Lessons from the Sowers and Colonel Sanders

Talking about good stewardship with a Sowers is like talking to Colonel Sanders about fried chicken. They know their stuff and have definite opinions on the subject. Just for kicks, I looked up quotes by Colonel Sanders and found that what I intended to be a bit of wittiness to grab your attention was a better analogy than I thought. So, I’ve decided to season this post with a couple of quotes from the Colonel himself. Why? Because I can, people. Because I can!

“No hours, nor amount of labor, nor amount of money would deter me from giving the best there was in me.” ~ Harland Sanders

I was able to talk to Allen about how Sowers 4 Pastors encourages others to give the best there is in them. Unlike many other organizations you might encounter, you won’t catch Sowers 4 Pastors swooping in and building an elaborate church structure for one congregation in one community. They much prefer to spread the resources with which they have been entrusted by assisting multiple congregations in the building of multiple churches for multiple communities.

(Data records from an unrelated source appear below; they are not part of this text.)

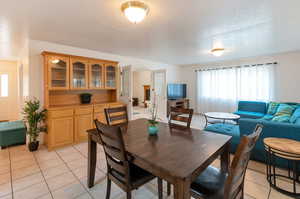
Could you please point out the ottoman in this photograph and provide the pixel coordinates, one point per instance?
(12, 133)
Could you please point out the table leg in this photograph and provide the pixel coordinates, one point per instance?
(225, 159)
(182, 189)
(92, 158)
(206, 121)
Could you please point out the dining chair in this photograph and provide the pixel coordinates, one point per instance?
(180, 115)
(120, 169)
(116, 115)
(212, 183)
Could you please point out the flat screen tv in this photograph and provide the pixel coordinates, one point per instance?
(176, 91)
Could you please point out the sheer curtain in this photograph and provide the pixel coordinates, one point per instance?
(221, 89)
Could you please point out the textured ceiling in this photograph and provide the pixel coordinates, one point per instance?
(174, 32)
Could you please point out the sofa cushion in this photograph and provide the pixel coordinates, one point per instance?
(272, 108)
(252, 106)
(248, 114)
(284, 113)
(295, 115)
(281, 118)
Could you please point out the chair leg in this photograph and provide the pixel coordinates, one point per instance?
(108, 187)
(129, 195)
(168, 188)
(160, 188)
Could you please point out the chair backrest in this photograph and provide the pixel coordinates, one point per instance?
(235, 181)
(116, 115)
(114, 149)
(177, 114)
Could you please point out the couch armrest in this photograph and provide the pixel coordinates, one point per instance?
(270, 129)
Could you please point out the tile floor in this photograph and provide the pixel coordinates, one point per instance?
(62, 174)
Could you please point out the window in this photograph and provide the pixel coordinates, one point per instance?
(220, 89)
(4, 85)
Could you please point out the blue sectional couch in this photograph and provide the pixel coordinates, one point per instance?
(253, 113)
(251, 109)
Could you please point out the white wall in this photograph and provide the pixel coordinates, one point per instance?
(9, 106)
(140, 78)
(287, 74)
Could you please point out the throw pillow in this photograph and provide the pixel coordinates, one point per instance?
(268, 117)
(297, 121)
(284, 113)
(295, 115)
(272, 108)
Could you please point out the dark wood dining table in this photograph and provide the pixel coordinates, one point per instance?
(177, 155)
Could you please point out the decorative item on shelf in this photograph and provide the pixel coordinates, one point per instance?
(135, 11)
(34, 118)
(152, 128)
(85, 98)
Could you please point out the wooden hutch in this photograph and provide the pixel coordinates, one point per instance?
(65, 78)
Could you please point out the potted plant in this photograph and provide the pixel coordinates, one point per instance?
(34, 118)
(152, 128)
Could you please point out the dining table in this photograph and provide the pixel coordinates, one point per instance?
(176, 155)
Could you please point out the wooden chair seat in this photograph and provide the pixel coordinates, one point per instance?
(210, 183)
(138, 176)
(213, 183)
(120, 168)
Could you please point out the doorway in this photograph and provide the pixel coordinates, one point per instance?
(159, 91)
(9, 103)
(141, 93)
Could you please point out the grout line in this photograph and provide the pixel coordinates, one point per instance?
(43, 176)
(100, 169)
(10, 169)
(86, 189)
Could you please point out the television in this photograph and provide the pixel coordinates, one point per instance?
(176, 91)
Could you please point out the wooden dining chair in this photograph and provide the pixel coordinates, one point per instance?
(181, 115)
(214, 184)
(120, 169)
(116, 115)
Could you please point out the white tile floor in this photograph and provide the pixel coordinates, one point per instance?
(63, 174)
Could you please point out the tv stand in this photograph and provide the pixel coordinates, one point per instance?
(178, 103)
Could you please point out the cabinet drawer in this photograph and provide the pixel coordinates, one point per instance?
(60, 113)
(117, 104)
(84, 111)
(100, 108)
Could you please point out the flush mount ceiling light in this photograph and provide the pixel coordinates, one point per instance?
(55, 61)
(217, 52)
(135, 11)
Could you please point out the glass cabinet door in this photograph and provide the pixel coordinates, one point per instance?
(96, 75)
(58, 72)
(79, 74)
(110, 76)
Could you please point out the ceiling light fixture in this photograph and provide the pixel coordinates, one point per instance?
(55, 61)
(217, 51)
(135, 11)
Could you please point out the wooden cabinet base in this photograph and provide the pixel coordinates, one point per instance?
(67, 126)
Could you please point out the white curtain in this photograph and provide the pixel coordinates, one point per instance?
(221, 89)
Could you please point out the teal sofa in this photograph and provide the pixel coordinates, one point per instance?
(12, 133)
(247, 123)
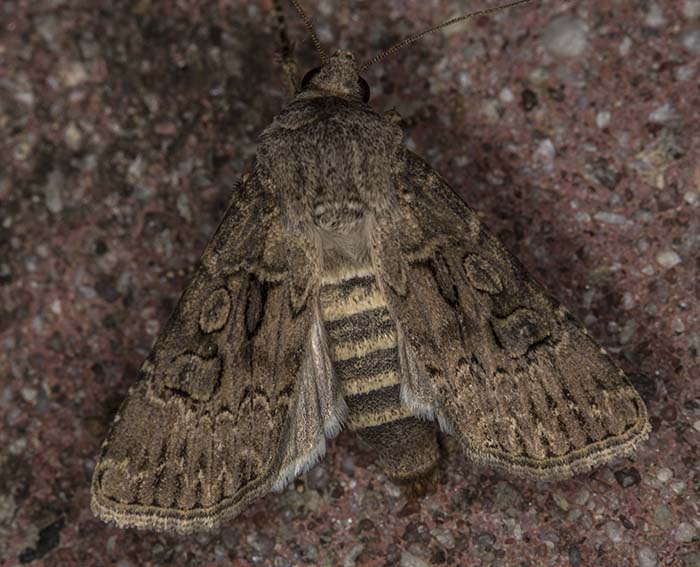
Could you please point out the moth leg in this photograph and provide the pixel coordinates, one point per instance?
(286, 51)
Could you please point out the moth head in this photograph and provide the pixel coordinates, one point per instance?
(338, 77)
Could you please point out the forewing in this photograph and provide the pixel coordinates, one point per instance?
(503, 366)
(209, 425)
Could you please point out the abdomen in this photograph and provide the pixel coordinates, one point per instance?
(362, 342)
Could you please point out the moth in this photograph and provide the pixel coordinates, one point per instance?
(349, 286)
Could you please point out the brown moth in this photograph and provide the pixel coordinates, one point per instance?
(348, 285)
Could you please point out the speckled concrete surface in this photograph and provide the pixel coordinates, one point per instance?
(573, 127)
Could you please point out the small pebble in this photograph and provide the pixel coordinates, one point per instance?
(668, 259)
(351, 558)
(410, 560)
(646, 557)
(610, 218)
(691, 40)
(685, 532)
(691, 559)
(677, 326)
(655, 16)
(665, 115)
(506, 96)
(691, 9)
(627, 477)
(663, 517)
(614, 531)
(443, 536)
(53, 191)
(602, 119)
(565, 36)
(664, 474)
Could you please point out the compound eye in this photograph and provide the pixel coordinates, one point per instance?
(309, 75)
(364, 89)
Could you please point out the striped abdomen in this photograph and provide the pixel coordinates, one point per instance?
(362, 342)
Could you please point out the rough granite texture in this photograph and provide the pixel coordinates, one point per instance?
(573, 127)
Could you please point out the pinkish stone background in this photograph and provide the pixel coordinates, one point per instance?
(573, 127)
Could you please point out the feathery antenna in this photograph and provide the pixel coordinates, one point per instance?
(409, 40)
(310, 27)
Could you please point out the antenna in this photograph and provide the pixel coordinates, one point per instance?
(409, 40)
(310, 27)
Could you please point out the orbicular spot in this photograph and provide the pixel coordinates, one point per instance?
(520, 330)
(194, 376)
(215, 311)
(481, 275)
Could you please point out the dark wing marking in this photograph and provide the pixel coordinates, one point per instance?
(487, 352)
(213, 423)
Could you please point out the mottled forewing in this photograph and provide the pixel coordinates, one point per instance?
(202, 433)
(501, 365)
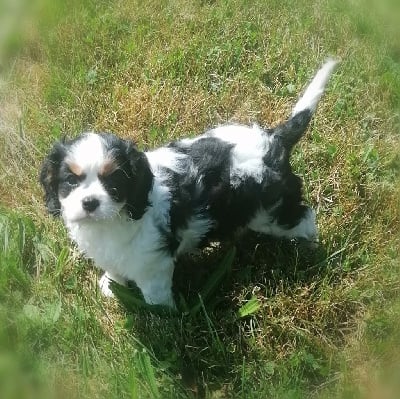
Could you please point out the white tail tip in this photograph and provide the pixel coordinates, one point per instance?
(309, 100)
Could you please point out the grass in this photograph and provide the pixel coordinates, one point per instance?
(273, 319)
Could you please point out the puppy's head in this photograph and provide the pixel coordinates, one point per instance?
(95, 177)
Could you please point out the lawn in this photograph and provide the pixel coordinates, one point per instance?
(259, 318)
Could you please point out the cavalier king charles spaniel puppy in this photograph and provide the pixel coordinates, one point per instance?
(135, 212)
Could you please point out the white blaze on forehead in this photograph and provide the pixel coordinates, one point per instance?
(88, 153)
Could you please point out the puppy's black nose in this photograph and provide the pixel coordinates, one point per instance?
(89, 204)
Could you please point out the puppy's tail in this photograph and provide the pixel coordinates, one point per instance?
(291, 131)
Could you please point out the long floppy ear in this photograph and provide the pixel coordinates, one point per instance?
(49, 175)
(142, 181)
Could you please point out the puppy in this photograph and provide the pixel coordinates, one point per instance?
(135, 212)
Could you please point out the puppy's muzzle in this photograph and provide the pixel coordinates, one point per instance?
(90, 204)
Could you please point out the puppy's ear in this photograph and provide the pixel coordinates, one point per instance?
(49, 176)
(142, 181)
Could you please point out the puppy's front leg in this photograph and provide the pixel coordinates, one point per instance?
(155, 282)
(105, 281)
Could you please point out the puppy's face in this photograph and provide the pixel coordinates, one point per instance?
(94, 177)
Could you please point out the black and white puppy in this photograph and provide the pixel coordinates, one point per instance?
(135, 212)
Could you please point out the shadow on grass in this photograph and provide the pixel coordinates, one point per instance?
(203, 343)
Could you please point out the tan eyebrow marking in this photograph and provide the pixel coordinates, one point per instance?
(108, 167)
(75, 169)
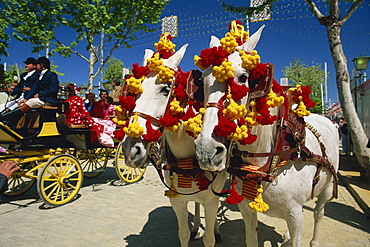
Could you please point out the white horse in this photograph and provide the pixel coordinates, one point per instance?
(292, 185)
(152, 102)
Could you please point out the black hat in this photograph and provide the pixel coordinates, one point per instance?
(45, 61)
(30, 60)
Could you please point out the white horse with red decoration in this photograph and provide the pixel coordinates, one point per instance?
(250, 129)
(162, 105)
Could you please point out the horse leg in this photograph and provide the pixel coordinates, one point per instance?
(196, 222)
(318, 214)
(181, 210)
(294, 219)
(210, 212)
(250, 222)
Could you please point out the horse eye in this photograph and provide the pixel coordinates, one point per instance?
(165, 90)
(243, 78)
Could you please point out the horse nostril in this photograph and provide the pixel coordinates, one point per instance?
(219, 150)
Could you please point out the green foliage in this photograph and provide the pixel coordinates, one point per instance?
(246, 10)
(300, 73)
(113, 69)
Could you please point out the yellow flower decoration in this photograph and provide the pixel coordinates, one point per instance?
(134, 85)
(166, 74)
(164, 44)
(251, 119)
(198, 63)
(134, 130)
(223, 72)
(234, 110)
(240, 133)
(175, 107)
(258, 204)
(237, 31)
(154, 63)
(249, 61)
(273, 100)
(195, 124)
(229, 43)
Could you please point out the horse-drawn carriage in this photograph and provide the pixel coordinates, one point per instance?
(56, 155)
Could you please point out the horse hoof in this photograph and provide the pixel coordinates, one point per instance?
(218, 238)
(193, 236)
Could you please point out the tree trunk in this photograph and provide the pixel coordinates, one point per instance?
(358, 135)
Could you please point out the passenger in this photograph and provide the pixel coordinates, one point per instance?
(90, 101)
(107, 126)
(6, 170)
(42, 93)
(98, 109)
(76, 113)
(116, 91)
(109, 109)
(28, 79)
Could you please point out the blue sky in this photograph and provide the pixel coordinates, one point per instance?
(293, 32)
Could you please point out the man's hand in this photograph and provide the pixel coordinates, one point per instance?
(8, 167)
(21, 102)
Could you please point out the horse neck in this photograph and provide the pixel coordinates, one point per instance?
(179, 143)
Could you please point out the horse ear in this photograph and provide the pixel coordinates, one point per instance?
(148, 54)
(215, 42)
(176, 58)
(251, 43)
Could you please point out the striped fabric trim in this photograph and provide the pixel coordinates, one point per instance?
(183, 182)
(249, 189)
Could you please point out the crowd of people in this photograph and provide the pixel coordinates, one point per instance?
(39, 86)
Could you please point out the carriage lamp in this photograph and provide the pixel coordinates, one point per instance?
(108, 86)
(361, 62)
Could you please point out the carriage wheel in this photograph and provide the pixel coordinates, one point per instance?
(60, 180)
(93, 161)
(18, 183)
(126, 173)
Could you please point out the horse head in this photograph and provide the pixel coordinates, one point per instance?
(232, 73)
(151, 105)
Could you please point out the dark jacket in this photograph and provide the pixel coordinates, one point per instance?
(29, 82)
(47, 88)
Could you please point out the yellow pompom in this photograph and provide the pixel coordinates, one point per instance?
(175, 107)
(249, 61)
(258, 204)
(233, 110)
(134, 85)
(251, 119)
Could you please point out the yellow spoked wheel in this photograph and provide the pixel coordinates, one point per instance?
(60, 180)
(18, 183)
(93, 161)
(126, 173)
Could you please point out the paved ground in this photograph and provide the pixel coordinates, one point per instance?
(108, 213)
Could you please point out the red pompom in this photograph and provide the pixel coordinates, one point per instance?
(234, 197)
(127, 103)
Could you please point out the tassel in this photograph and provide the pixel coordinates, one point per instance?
(234, 197)
(172, 192)
(258, 204)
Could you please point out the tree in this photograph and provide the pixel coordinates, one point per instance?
(118, 20)
(302, 74)
(113, 69)
(333, 23)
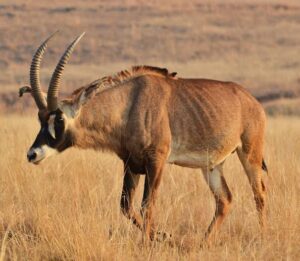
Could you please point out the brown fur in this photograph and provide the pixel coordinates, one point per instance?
(148, 117)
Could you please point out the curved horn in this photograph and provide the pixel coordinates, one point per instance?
(52, 97)
(35, 75)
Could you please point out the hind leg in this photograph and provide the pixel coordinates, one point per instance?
(223, 197)
(252, 163)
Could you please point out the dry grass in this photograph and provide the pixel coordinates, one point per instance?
(68, 207)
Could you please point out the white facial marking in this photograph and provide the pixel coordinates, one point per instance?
(51, 126)
(41, 153)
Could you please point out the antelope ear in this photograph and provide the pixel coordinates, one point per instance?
(24, 89)
(51, 126)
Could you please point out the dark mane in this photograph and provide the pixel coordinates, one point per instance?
(110, 81)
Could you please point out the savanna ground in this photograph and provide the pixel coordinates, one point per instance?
(68, 207)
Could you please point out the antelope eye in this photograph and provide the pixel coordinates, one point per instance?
(59, 119)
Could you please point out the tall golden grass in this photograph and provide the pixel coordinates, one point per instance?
(68, 207)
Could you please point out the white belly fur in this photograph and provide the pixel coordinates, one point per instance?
(196, 159)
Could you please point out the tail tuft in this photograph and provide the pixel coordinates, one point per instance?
(264, 166)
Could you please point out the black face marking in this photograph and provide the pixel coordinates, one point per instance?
(44, 137)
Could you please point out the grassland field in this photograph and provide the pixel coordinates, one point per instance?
(68, 207)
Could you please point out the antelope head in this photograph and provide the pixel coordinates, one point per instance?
(54, 135)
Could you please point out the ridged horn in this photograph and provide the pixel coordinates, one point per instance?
(35, 75)
(52, 96)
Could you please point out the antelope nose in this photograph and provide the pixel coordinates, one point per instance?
(31, 155)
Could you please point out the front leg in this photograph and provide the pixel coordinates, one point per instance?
(153, 178)
(130, 183)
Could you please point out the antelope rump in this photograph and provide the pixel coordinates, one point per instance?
(149, 117)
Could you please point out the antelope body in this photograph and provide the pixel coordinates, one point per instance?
(149, 117)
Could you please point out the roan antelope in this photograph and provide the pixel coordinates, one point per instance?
(149, 117)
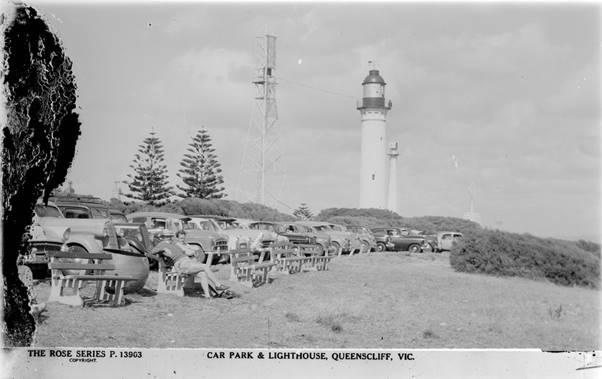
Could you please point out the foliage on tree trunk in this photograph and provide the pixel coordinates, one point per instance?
(303, 212)
(39, 140)
(200, 171)
(150, 181)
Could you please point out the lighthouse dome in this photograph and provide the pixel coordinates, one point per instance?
(374, 77)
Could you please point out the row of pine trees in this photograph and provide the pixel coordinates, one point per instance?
(200, 172)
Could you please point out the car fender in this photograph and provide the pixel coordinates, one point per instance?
(88, 242)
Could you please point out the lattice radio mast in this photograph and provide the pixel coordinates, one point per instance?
(260, 157)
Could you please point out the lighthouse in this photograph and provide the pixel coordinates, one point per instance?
(373, 168)
(392, 191)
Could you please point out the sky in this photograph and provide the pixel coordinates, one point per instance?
(503, 97)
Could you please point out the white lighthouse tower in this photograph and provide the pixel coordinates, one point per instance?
(373, 171)
(392, 191)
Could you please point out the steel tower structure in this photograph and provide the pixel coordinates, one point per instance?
(260, 155)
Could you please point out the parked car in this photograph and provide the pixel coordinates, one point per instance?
(259, 241)
(295, 234)
(87, 236)
(342, 241)
(446, 240)
(156, 222)
(81, 206)
(366, 236)
(117, 215)
(138, 238)
(401, 239)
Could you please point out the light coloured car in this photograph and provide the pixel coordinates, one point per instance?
(342, 241)
(90, 235)
(366, 237)
(446, 240)
(240, 235)
(157, 222)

It’s that “sweat equity” Allen believes in so strongly. He wants the indigenous pastors they assist, and their congregations, to feel the pride of ownership that comes from working for something. When an outside group comes in and builds a church for a community, it can build unrealistic expectations. When the roof needs repair, the congregation may expect the builders to come back and do the work. However, when an outside group works side by side with the congregation to build the structure, or simply offers partial funding, the people of that church are infinitely more likely to keep the building in good repair. It matters more to them because they have more invested in it.

“Do all you can and do it the best you can. It’s the only way you ever get that feeling of accomplishing something.” ~ Harland Sanders

When it comes to spending financial resources, Allen, Trish, and Russell are a lot like three very experienced and frugal homemakers making out their shopping list for the week. You know the type of homemaker I mean--the type who plans meals around that week’s sales circulars, checks out which stores have the best deals, and clips coupons when it makes sense to do so. They’re all about stretching the ministry’s bucks by utilizing indigenous pastors.

They operate the way they do because they are in a country where there is a good, indigenous, Christian base. They are not starting from scratch in a country where Christianity is forbidden. There are Christians for Sowers 4 Pastors to partner with. Think of it as the difference between planting one seed and blowing on a dandelion puff and watching the wind take hold of the tiny seeds and scatter them in all directions.

Rather than planting one church, it makes sense to build up the indigenous pastors and prepare them to scatter the gospel throughout the mountains of Western Honduras. In conclusion, I leave you with one final quote from the Colonel. It sounds an awful like a Sowers’ philosophy, too.

“There’s no reason to be the richest man in the cemetery. You can’t do any business from there.” ~ Harland Sanders

- posted by Christi

1 comment:

Anonymous said...

You guys are doing a phenomenal work of grace. I talk about what you are doing there all the time in hopes that I may encourage others to give to your ministry. In doing so, I met a man that was on a team that went to you a little while back and contributes to your ministry. Because your work touches so many far, my world has gotten a little smaller. I love you guys. May the Lord bless you richly in all you do.